Second, as far as I understand, all sanctioned persons want something done for them: sanctions to be lifted, allowed expenses boosted so there is enough for a cleaner. But it doesn’t work like that: in the West, it is honest deals, not the humblest requests “upwards,” that are welcomed. To get something, you need to offer something interesting to the other side.
"The most interesting, without a doubt, would be to help uncover the schemes of the Putin elite and track down the Kremlin’s money."
Yevgeny Chichvarkin, a Russian entrepreneur who founded the largest Russian mobile phone retailer, Euroset. He moved to the UK in 2009 and launched a wine store called Hedonism in London.
Source: Wiki Commons
In the West, it is not unreasonable to think that the persons on the sanctions list have this information. Obviously, such assistance could be deadly for them – but you are asking for billions, and if you are not ready for that deal, then offer something else that could be useful. Here, statements that you do not support the war will not make you a hero. And no, offers to hand over your Ukrainian assets to Kyiv for nothing are not particularly attractive – they can be taken anyway.

Third, it is the common belief that you can still sit in two chairs – hence these thinly veiled threats to support the Kremlin. The West cares not one bit whether the elites rally around Putin, and it was with that in mind that the sanctions were introduced. For God’s sake, rally, write nasty tweets – as one former Russian president does – it will not affect Ukraine’s victory, and what you do in Russia after the defeat is still of little concern.

In conclusion, the Russian bourgeoisie’s comprador essence played a cruel joke on it. Fridman and his comrades actively exported the capital they earned in Russia to the West, but neither they nor many others managed to create anything particularly competitive outside their homeland.

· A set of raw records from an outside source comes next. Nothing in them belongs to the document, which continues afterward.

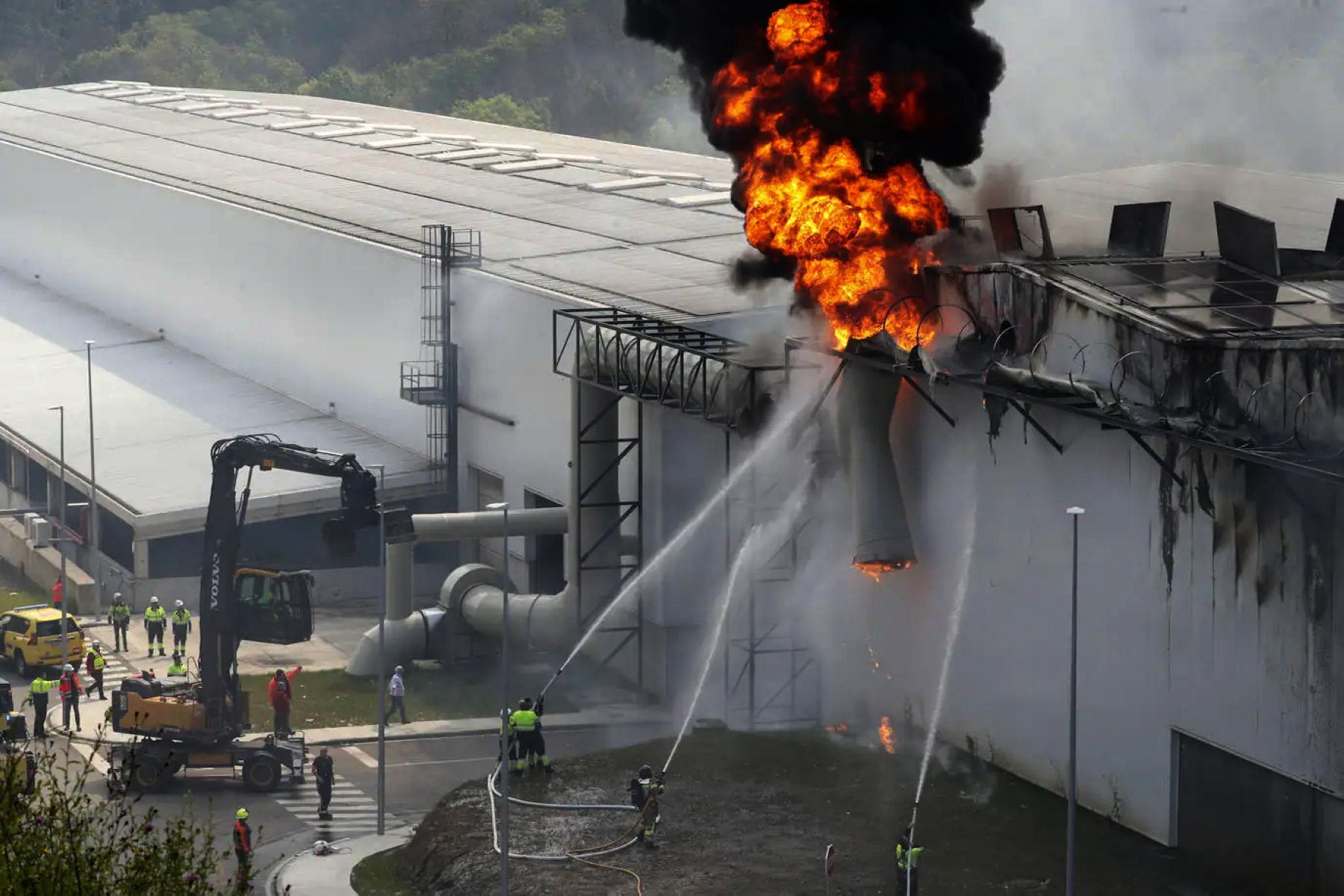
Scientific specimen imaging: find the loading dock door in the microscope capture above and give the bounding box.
[1176,735,1320,896]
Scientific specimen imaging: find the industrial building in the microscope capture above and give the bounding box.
[0,82,1344,892]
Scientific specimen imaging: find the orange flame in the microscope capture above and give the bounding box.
[712,0,949,351]
[868,644,892,681]
[853,561,924,582]
[877,716,897,753]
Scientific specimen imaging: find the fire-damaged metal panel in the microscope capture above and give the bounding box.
[1176,735,1325,896]
[985,205,1055,258]
[1106,203,1172,258]
[1213,203,1280,277]
[1325,199,1344,258]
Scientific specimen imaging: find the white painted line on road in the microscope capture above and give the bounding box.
[343,747,378,768]
[387,756,499,768]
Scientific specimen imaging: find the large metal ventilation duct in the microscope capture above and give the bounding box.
[346,380,638,674]
[575,323,763,423]
[836,363,915,572]
[451,380,638,656]
[346,508,570,676]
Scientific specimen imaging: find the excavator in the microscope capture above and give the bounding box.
[109,434,382,791]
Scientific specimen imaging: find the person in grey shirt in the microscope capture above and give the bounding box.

Vladimir Lisin at least did something in Belgium, and Yevgeny Chichvarkin opened an honest wine shop. The restaurateur Mikhail Zelman turned out to be quite competitive. It’s just that such examples can be counted on one hand. The vast majority of wealthy people followed a simple rule: earn money in Russia, keep it in the West. This is what made the sanctions against them possible: there is no loss to Western economies from the fact that yachts and houses, bank accounts and the accounts of companies that take in money from Russia, were seized.

If our elite was engaged in creating national wealth, instead of exporting capital, perhaps the history of the country would not have reached such a sad point.